Die Eltern- und Bürgerinitiative Scharmützelsee setzt sich schon länger für Transparenz und die Einhaltung der Kommunalverfassung ein.

Kurz und bündig: Geheimnistuerei schadet den Beteiligungsmöglichkeiten der Zivilgesellschaft. Entscheidungswege aus öffentlichen Sitzungen müssen auch offengelegt werden, sonst sind die Entscheidungen nicht nachvollziehbar und ein Diskurs kann nicht stattfinden. “Inoffizielle Arbeitstreffen” außerhalb der Kommunalverfassung schaden der Akzeptanz in der Bevölkerung.

Auch der Landtagsabgeordnete Ludwig Scheetz (SPD) fordert in seiner Kommune die Stärkung der Zivilgesellschaft und einen Diskurs mit den Bürgerinnen und Bürgern, siehe Video ab Minute 2:45. Wie soll man aber einen informierten Diskurs führen, wenn Behörden und Kommunalpolitiker Unterlagen aus öffentlichen Sitzungsteilen aus dem Internet fernhalten? Aus Sicht der Eltern- und Bürgerinitiative Scharmützelsee ist das vorsätzliches Steine in den Weg legen. Möchten die Verantwortlichen etwa, dass man von seiner Arbeitstätigkeit abgehalten wird, weil man zu unmöglichen Zeiten eine Amtsstube aufsuchen muss? Oder wird die aktuelle Corona-Situation und die Ansteckungsgefahr in den Behörden gezielt ausgenutzt?

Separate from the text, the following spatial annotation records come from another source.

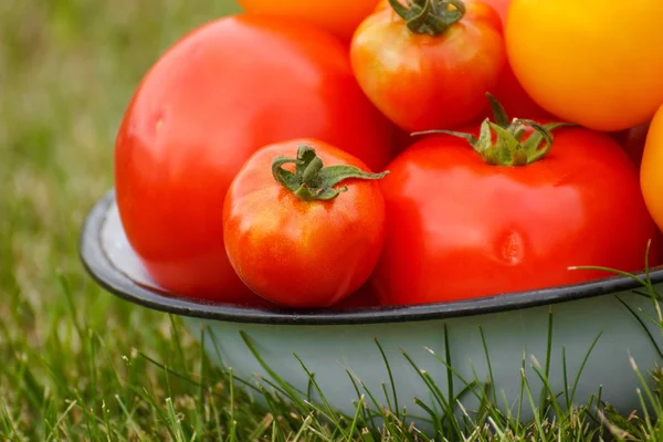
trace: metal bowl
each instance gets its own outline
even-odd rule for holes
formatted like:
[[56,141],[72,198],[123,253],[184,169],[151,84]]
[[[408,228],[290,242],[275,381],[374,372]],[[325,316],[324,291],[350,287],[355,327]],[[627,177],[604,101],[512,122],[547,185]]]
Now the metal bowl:
[[[269,367],[306,392],[314,373],[326,401],[348,415],[355,414],[358,391],[367,389],[377,404],[393,409],[397,398],[399,410],[406,407],[422,428],[431,428],[425,408],[440,410],[474,381],[460,398],[465,410],[478,406],[488,385],[497,407],[513,414],[520,409],[522,420],[533,417],[529,393],[534,403],[541,394],[559,394],[562,408],[600,396],[628,413],[640,409],[636,389],[642,388],[632,361],[645,372],[662,359],[661,328],[651,320],[659,315],[656,302],[627,276],[338,312],[211,304],[166,294],[149,278],[124,234],[113,191],[85,220],[80,249],[85,269],[108,292],[181,316],[198,338],[204,328],[210,358],[239,377],[275,380]],[[649,277],[661,288],[663,267],[652,269]],[[312,398],[319,396],[314,391]]]

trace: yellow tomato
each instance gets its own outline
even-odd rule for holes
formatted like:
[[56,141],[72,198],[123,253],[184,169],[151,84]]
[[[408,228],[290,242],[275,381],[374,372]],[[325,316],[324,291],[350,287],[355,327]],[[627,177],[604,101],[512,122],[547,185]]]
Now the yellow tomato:
[[663,106],[650,125],[640,166],[640,187],[646,207],[663,230]]
[[507,54],[527,93],[597,130],[646,123],[663,103],[662,0],[513,0]]
[[379,0],[238,0],[246,12],[291,17],[323,28],[345,42]]

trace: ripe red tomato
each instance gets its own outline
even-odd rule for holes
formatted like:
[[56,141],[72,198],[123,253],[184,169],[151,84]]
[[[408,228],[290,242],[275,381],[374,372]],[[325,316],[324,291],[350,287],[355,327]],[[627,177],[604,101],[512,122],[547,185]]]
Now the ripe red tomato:
[[[516,125],[502,127],[514,134]],[[467,130],[478,136],[478,127]],[[532,149],[530,140],[541,139],[534,135],[522,144],[501,136],[514,150],[482,138],[476,151],[459,137],[432,135],[392,160],[381,181],[387,240],[371,278],[382,303],[445,302],[610,276],[569,266],[643,269],[655,227],[627,154],[597,131],[554,134],[549,151]],[[527,155],[515,150],[526,143]],[[499,166],[541,154],[524,166]]]
[[127,236],[166,291],[245,299],[225,255],[222,206],[246,159],[314,137],[377,170],[391,157],[391,128],[328,33],[257,14],[213,21],[162,55],[126,110],[115,183]]
[[238,0],[238,3],[246,12],[288,17],[315,24],[348,42],[378,0]]
[[385,240],[385,200],[373,181],[385,173],[366,169],[312,139],[253,155],[223,206],[225,250],[242,281],[288,307],[328,307],[358,291]]
[[493,8],[475,1],[463,9],[448,8],[445,0],[427,4],[434,8],[421,12],[421,20],[412,18],[421,10],[414,2],[401,4],[398,13],[394,7],[378,7],[350,43],[359,85],[408,131],[477,118],[505,63],[502,24]]

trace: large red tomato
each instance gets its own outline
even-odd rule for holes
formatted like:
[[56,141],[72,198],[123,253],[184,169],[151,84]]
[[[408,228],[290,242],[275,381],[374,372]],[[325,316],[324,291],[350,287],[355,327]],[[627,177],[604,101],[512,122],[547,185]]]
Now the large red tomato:
[[378,0],[238,0],[246,12],[290,17],[315,24],[348,42]]
[[[655,225],[636,169],[613,139],[558,127],[551,145],[538,135],[518,143],[519,123],[502,127],[508,143],[501,147],[490,137],[472,139],[473,149],[465,139],[431,135],[388,166],[380,182],[387,240],[371,281],[382,303],[482,297],[610,275],[569,266],[644,267]],[[469,131],[478,137],[478,127]]]
[[505,63],[499,17],[477,1],[419,3],[380,4],[361,22],[350,44],[357,81],[403,130],[467,124]]
[[194,30],[147,73],[116,140],[117,203],[149,274],[176,294],[250,296],[223,245],[222,206],[260,147],[312,137],[379,169],[391,125],[326,32],[242,14]]
[[370,276],[385,240],[385,200],[366,166],[314,139],[266,146],[232,181],[223,206],[228,257],[260,296],[328,307]]

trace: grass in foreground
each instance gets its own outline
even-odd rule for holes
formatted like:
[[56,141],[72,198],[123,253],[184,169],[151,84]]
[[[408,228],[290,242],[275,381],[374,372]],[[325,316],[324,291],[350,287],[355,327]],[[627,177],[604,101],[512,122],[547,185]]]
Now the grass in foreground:
[[[83,273],[81,221],[112,186],[115,130],[135,86],[182,33],[233,10],[229,0],[0,2],[0,440],[428,440],[398,410],[372,428],[359,382],[354,415],[288,404],[278,382],[259,406],[179,320]],[[660,387],[643,401],[663,415]],[[602,417],[596,402],[555,420],[554,400],[534,406],[529,423],[492,407],[435,421],[450,440],[661,439],[660,420]]]

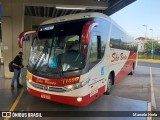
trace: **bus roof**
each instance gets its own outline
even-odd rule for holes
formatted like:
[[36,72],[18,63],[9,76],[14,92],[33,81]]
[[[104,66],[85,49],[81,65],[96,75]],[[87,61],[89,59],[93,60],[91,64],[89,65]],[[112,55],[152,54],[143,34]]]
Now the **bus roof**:
[[93,17],[99,17],[99,18],[105,18],[105,19],[109,18],[107,15],[104,15],[102,13],[87,12],[87,13],[71,14],[71,15],[65,15],[65,16],[52,18],[52,19],[44,21],[43,23],[41,23],[41,25],[76,20],[76,19],[83,19],[83,18],[84,19],[85,18],[93,18]]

Der Landrat des Landkreises Oder-Spree, Rolf Lindemann (SPD), welcher sich leidenschaftlich und medienwirksam um die Corona-Situation kümmert, jedoch bei allen anderen Belangen in seinem Landkreis so gut wie nicht sichtbar ist, positioniert sich in Bezug auf Niederschriften von öffentlichen Sitzungsteilen wie folgt:

Es besteht keine rechtliche Verpflichtung, Niederschriften zu veröffentlichen.

Rolf Lindemann, Landrat des Landkreis Oder-Spree, Dezember 2020

Die Eltern- und Bürgerinitiative Scharmützelsee wird diesen Missstand auch weiterhin beleuchten.